When U.S. Navy Chief Petty Officer KC Duenas finished her degree program a few months ago at Southern New Hampshire University, she couldn't wait to receive her hard-earned diploma in the mail. As the weeks went by, she started to wonder where it was, even debating whether or not to call the university to track down its whereabouts. But really, she should have been looking closer to home.
It turns out, her husband, Chris, intercepted her diploma in the mail so that he could surprise Duenas with a graduation party and coordinate with SNHU to help deliver her diploma in-person to celebrate her accomplishment.
Duenas is currently serving active duty at Naval Base Kitsap-Bangor in Washington state and wasn't able to travel across the country to New Hampshire for Commencement in May, something she really hoped to do to show her daughter that college was within her reach. Her husband knew the next best thing was to bring Commencement to her.

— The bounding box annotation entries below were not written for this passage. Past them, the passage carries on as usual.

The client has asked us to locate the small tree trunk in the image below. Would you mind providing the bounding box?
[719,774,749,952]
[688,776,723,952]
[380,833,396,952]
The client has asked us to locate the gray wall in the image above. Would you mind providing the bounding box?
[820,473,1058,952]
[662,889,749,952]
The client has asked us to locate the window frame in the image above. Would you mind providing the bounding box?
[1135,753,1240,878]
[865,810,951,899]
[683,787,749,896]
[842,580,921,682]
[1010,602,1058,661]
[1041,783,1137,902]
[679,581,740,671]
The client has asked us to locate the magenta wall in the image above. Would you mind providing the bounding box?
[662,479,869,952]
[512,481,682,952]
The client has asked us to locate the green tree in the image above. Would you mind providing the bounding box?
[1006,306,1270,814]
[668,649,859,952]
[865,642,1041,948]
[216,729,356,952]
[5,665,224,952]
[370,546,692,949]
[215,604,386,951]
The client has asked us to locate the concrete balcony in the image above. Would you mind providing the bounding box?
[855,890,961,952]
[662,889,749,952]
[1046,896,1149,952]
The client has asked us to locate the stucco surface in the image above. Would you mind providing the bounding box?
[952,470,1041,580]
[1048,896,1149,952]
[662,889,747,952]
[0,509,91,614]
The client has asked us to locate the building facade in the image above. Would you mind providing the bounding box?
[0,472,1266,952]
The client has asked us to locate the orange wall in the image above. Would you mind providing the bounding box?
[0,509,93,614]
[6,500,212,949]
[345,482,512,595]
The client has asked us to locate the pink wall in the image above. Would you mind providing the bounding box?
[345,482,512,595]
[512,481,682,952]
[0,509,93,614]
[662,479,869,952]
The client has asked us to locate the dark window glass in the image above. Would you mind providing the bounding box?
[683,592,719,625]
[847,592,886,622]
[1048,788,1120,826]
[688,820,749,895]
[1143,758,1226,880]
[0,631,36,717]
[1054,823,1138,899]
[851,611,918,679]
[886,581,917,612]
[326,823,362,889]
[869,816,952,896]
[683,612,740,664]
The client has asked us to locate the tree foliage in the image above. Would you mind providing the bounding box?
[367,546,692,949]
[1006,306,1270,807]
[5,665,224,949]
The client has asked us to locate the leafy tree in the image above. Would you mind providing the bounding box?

He planned the event for weeks after seeing SNHU's most recent commercial.
"I wanted to surprise her, just because I'm so proud of her," said Chris Duenas. "She's a great mom, a great wife and a great student. She deserved this special moment."
He invited his wife's entire unit to surprise her and worked with Randy Plunkett, assistant vice president of military initiatives at SNHU, to pull off the surprise. On June 6, in Silverdale, Washington, Duenas got the surprise of a lifetime - and a chance to have her shining moment in her cap and gown with her entire unit and family there to celebrate.
"When I first realized what was going on, I was totally surprised," she said. "I didn't really think about it too much as being a big deal for myself, but more for my daughter. It was really just surprising to see everybody from my command that could make it, and that they were able to pull this together since I know it doesn't really happen very often."
Duenas received her bachelor's degree in psychology with a concentration in child and adolescent development and hopes to counsel military children in the future.
"It was important for me to get my degree while I'm still in the military because my daughter is still young and she sees that it's something that's important," Duenas said. "With education, you always have more to learn, whether you're going to school for a degree or just learning something new, no matter what it is."
Although Duenas fulfilled her lifelong goal of finishing her degree before leaving the military, something she often tries to counsel her sailors to do, she said she still has more to learn and plans to soon pursue a master's degree in social work.
"Education is important to me because I want to actually get into the education field working with kids and show them that it doesn't matter what your hardships are, what your troubles are, your issues are; you can always overcome and do something you don't think you can do," she said. "You are your own roadblock, so you have to find a way to go around it, go over it, go under it, dig a trench, figure out a way, it can be done."